Disease in
Atlantic salmon caused by a
virus, spread easily in crowded
fish farm conditions in both
Pacific coast and
Atlantic coast farms.
How to tell if your salmon has ISA:
- Your salmon may be lethargic.
- Check your salmon for interior lesions, including hemorrhaging on the kidney and other organs.
- Does your salmon have swollen eyes?
- Fluid in the body cavity?
- Pale gills?
- Swollen kidneys or spleen?
- Check for darkening of the posterior gut.
How did your salmon contract ISA?
Your fish probably came in contact with an infected fish;
or in contact with
mucus,
blood,
viscera,
trimmings,
muscle, or
feces of an infected fish;
or in contact with
equipment contaminated with parts from an infected fish;
or contact with
people who handled infected fish, fish parts, contaminated equipment or were on, in, or around ISA affected sites. The virus doesn't cause disease in people, but they can carry it.
So can sea run
brown trout and
rainbow trout.
And so can
sea lice.
Oh, and if your farm is within 5 km from an infected farm or processing plant handling infected fish without adequate waste treatment, your salmon are at a 5-13 times higher risk of getting ISA.

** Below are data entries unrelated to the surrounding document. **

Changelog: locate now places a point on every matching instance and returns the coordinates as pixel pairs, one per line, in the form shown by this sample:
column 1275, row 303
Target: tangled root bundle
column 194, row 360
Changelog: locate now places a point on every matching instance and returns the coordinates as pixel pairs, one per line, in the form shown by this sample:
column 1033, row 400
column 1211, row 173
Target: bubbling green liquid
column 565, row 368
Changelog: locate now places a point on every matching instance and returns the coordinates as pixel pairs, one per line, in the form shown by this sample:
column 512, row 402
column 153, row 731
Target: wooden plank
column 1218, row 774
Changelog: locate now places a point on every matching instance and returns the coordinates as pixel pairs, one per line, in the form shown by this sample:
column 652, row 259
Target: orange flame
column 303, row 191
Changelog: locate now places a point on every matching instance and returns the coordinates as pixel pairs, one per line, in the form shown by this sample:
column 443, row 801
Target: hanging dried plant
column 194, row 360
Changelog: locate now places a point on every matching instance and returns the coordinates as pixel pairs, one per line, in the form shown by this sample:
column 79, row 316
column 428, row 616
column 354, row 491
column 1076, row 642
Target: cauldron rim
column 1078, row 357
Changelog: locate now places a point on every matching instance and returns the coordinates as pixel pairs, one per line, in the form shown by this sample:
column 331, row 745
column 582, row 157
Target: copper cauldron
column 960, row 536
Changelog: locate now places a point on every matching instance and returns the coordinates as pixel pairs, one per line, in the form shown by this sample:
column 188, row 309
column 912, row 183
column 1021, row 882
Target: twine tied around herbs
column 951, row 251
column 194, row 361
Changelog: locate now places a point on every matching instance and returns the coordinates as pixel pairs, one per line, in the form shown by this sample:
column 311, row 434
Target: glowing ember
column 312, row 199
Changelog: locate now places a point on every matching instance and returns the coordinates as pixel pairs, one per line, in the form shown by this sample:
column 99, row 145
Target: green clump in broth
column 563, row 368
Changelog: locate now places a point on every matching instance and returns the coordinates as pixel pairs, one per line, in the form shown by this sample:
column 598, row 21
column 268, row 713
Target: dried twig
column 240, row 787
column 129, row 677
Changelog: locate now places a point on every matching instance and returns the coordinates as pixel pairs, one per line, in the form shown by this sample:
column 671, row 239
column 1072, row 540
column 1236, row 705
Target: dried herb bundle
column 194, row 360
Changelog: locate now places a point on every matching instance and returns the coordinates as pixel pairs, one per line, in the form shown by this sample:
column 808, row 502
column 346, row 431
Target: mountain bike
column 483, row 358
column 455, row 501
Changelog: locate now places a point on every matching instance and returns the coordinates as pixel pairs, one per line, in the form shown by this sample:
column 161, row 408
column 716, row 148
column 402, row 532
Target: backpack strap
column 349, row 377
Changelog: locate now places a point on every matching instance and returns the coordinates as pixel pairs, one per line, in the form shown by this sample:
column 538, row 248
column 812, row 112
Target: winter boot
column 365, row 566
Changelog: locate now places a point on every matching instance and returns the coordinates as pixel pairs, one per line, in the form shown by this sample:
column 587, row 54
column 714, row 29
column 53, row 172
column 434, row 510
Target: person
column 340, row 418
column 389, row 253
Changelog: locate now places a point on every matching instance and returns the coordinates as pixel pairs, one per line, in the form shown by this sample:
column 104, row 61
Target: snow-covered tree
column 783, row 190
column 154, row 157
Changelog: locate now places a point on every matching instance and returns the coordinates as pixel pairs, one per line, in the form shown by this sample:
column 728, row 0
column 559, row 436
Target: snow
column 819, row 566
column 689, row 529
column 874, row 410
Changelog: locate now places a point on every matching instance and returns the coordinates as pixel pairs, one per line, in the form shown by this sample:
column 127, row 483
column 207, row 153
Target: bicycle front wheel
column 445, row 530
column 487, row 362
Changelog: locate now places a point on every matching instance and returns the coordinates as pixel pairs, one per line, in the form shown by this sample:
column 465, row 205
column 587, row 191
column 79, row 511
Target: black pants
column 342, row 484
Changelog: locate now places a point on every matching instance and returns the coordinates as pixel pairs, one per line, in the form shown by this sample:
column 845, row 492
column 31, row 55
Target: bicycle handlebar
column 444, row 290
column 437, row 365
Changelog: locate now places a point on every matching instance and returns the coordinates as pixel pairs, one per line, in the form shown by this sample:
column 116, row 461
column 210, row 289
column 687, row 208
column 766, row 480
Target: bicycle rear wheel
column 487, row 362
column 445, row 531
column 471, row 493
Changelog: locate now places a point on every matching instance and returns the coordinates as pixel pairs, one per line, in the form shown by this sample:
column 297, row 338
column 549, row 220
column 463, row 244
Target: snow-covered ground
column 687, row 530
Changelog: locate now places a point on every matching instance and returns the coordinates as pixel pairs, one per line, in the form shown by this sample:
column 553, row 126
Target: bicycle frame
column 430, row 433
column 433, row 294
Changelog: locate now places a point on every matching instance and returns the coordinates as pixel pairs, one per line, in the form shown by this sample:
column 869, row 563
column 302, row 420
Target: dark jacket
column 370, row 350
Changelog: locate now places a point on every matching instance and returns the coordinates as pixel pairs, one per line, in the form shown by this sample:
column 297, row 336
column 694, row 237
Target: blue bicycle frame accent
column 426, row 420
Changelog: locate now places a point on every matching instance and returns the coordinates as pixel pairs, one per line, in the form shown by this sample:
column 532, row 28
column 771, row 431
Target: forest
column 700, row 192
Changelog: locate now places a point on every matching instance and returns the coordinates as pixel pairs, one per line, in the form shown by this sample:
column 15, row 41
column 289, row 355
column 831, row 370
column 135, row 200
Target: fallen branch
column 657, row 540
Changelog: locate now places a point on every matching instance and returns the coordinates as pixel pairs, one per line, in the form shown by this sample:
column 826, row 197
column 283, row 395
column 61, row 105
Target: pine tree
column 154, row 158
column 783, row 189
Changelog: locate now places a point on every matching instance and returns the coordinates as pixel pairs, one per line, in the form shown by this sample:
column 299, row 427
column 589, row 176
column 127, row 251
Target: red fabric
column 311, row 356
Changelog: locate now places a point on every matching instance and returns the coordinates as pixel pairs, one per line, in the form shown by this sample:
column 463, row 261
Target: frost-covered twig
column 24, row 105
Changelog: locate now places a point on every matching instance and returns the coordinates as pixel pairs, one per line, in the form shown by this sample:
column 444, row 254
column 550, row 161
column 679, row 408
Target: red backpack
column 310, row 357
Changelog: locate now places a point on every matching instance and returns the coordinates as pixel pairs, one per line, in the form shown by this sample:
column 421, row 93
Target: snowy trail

ISA first gained attention when it swept through the Norwegian fish farming industry in 1984, which set up quarantine zones. Scotland and the Shetland islands caught it next, and implemented a compulsory slaughter regime for infected farms, followed by a fallow period. In 1996, it hit Canada's Atlantic fisheries. In 1998, the Canadian government paid New Brunswick fish farmers more than $6 million to kill one-third of the province’s total production in an effort to stop the spread of the virus. That didn't work. Next, Canadian
aquaculturists in New Brunswick began vaccinating smolts with an
autogenous vaccine in the winter of 1998, and have chosen to vaccinate
the fish in their 1999 year class smolts. That didn't eradicate it either, and every Canadian farm tests their fish now. US salmon farms in Cobscook Bay are close enough to fall within the ISA virus positive "quarantine zones" in New Brunswick waters, the question of when ISA reaches Maine is not "if" or "how" but "when."
And one more thing: In October 1999, it was confirmed that infected salmon had escaped and spread the disease to wild populations. Next to genetic dilution, disease poses the greatest threat to the survival of wild Atlantic salmon.